Abstract

In our previous work we showed that malaoxon, the first and main metabolite of the commonly used organophosphorus insecticide malathion, unlike its parent compound, damaged DNA in human lymphocytes. To search for the mechanism(s) underlying the observed effect we investigated the action of malaoxon on DNA in lymphocytes pretreated with sodium ascorbate using the single-cell gel electrophoresis (comet assay). On 1-h incubation at 37°C, sodium ascorbate at a concentration of 10 μM reduced a dose-dependent DNA damaging effect of 1-h incubation of human peripheral blood lymphocytes at 37°C with malaoxon at 25, 75, or 200 μM, measured as the increase in the comet tail moment of the lymphocytes. Treated cells were able to recover within a 30-min incubation in malaoxon-free medium at 37°C, except for the lymphocytes exposed to the chemical at 200 μM, which did not show measurable DNA repair even on a 120-min incubation.
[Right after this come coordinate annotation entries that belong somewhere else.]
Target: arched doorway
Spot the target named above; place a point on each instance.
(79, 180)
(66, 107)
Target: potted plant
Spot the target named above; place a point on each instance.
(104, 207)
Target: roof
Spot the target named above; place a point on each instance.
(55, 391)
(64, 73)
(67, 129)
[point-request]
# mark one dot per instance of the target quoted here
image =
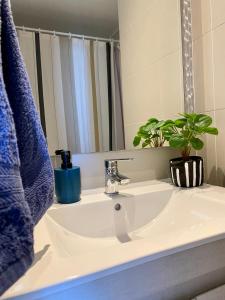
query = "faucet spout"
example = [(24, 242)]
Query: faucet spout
[(113, 178)]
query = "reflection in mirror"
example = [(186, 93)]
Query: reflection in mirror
[(100, 68)]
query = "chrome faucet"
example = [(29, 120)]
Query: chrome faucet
[(112, 176)]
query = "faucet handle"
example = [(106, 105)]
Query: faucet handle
[(112, 162)]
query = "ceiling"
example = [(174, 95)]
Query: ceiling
[(89, 17)]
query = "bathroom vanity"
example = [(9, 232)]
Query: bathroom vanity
[(151, 241)]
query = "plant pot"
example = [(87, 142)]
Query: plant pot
[(187, 172)]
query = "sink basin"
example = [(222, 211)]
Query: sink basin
[(112, 217), (102, 235)]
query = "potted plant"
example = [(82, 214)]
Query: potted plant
[(150, 134), (185, 134)]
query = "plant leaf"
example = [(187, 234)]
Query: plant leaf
[(211, 130), (145, 144), (152, 120), (180, 123), (196, 143), (136, 141), (203, 120), (178, 141)]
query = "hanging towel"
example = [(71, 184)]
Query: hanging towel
[(26, 176)]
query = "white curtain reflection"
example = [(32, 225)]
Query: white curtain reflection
[(81, 90)]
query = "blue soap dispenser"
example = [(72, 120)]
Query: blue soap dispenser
[(67, 180)]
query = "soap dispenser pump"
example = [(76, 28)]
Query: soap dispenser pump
[(67, 179)]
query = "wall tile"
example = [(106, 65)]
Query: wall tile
[(201, 17), (142, 94), (220, 147), (171, 92), (203, 73), (169, 27), (218, 12), (219, 66)]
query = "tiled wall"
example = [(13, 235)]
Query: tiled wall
[(208, 20), (151, 61)]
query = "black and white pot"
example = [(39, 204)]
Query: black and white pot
[(187, 173)]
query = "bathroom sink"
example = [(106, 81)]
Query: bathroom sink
[(112, 217), (102, 235)]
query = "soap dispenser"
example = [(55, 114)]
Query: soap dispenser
[(67, 180)]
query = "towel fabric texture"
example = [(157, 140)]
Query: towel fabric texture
[(26, 175)]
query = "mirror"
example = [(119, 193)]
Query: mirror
[(100, 68)]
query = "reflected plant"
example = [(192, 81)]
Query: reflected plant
[(184, 133), (150, 134)]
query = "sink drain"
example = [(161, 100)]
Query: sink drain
[(117, 206)]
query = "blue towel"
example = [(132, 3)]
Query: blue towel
[(26, 175)]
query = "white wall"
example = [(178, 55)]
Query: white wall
[(209, 79), (151, 60)]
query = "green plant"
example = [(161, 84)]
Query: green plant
[(150, 134), (184, 133)]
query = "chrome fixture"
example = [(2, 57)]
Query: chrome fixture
[(112, 176)]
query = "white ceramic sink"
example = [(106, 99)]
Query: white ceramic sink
[(80, 242), (112, 217)]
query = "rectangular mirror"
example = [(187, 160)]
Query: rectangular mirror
[(100, 69)]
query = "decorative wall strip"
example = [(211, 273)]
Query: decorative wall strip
[(186, 32)]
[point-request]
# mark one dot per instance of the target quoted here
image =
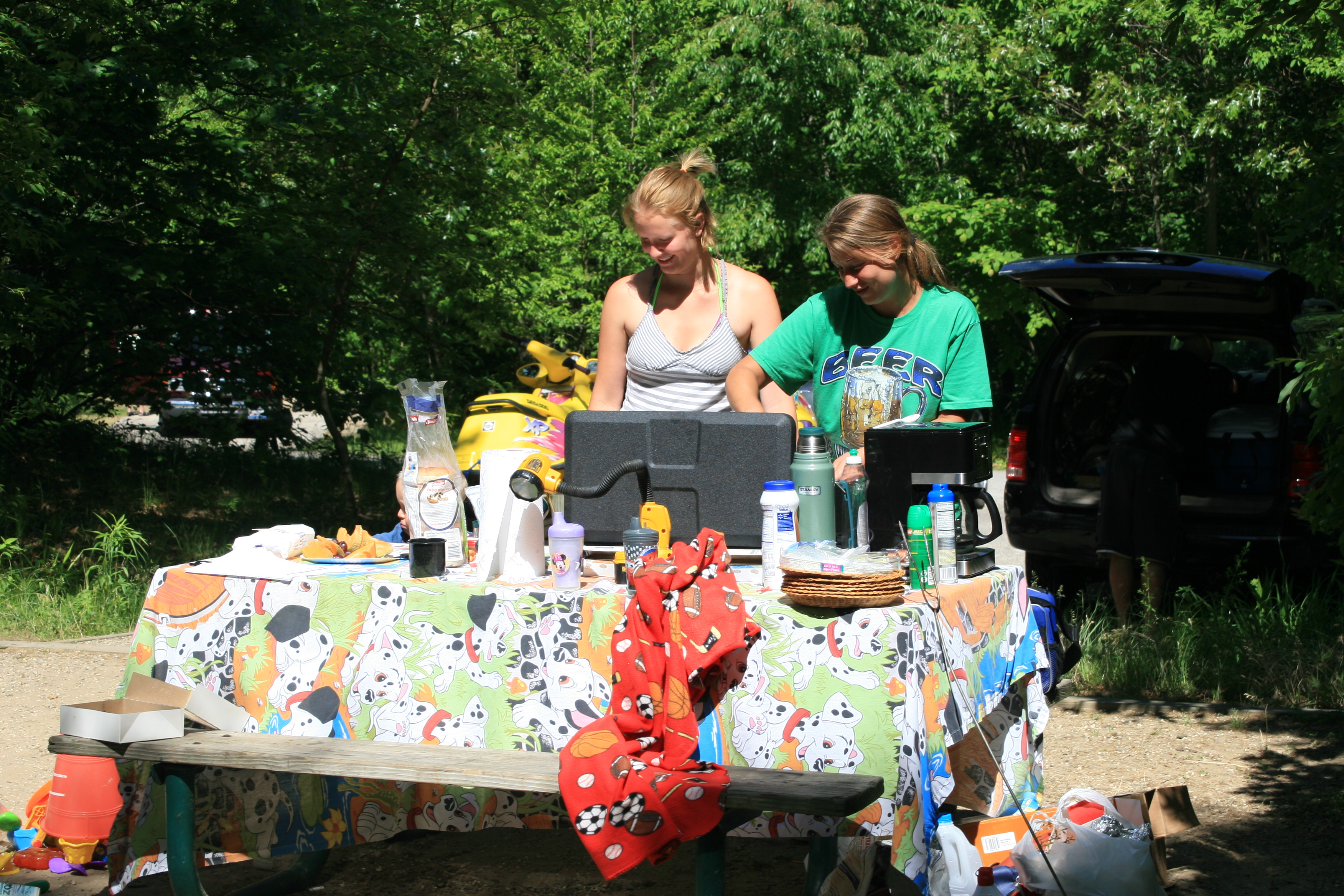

The latter result suggests a considerable cytotoxic effect (cell death) of malaoxon at the highest concentration used. Sodium ascorbate at 10 μM abolished this cytotoxic effect of malaoxon. Sodium ascorbate displayed an antioxidant potency in the concentrations up to 50 μM, reducing DNA damage evoked by hydrogen peroxide. We showed that the ascorbate partly inactivated malaoxon and this inactivation may be, at least in part, responsible for the observed protective effect of the ascorbate. Lymphocytes treated with endonuclease III, which recognizes oxidized pyrimidines, displayed greater tail moment than those untreated with the enzyme, suggesting that the damages induced by malaoxon have, at least in part, an oxidative origin. In conclusions, sodium ascorbate exerted the protective effect against DNA damage induced by malaoxon by direct inactivation of it and probably by a mechanism which may involve antioxidative action.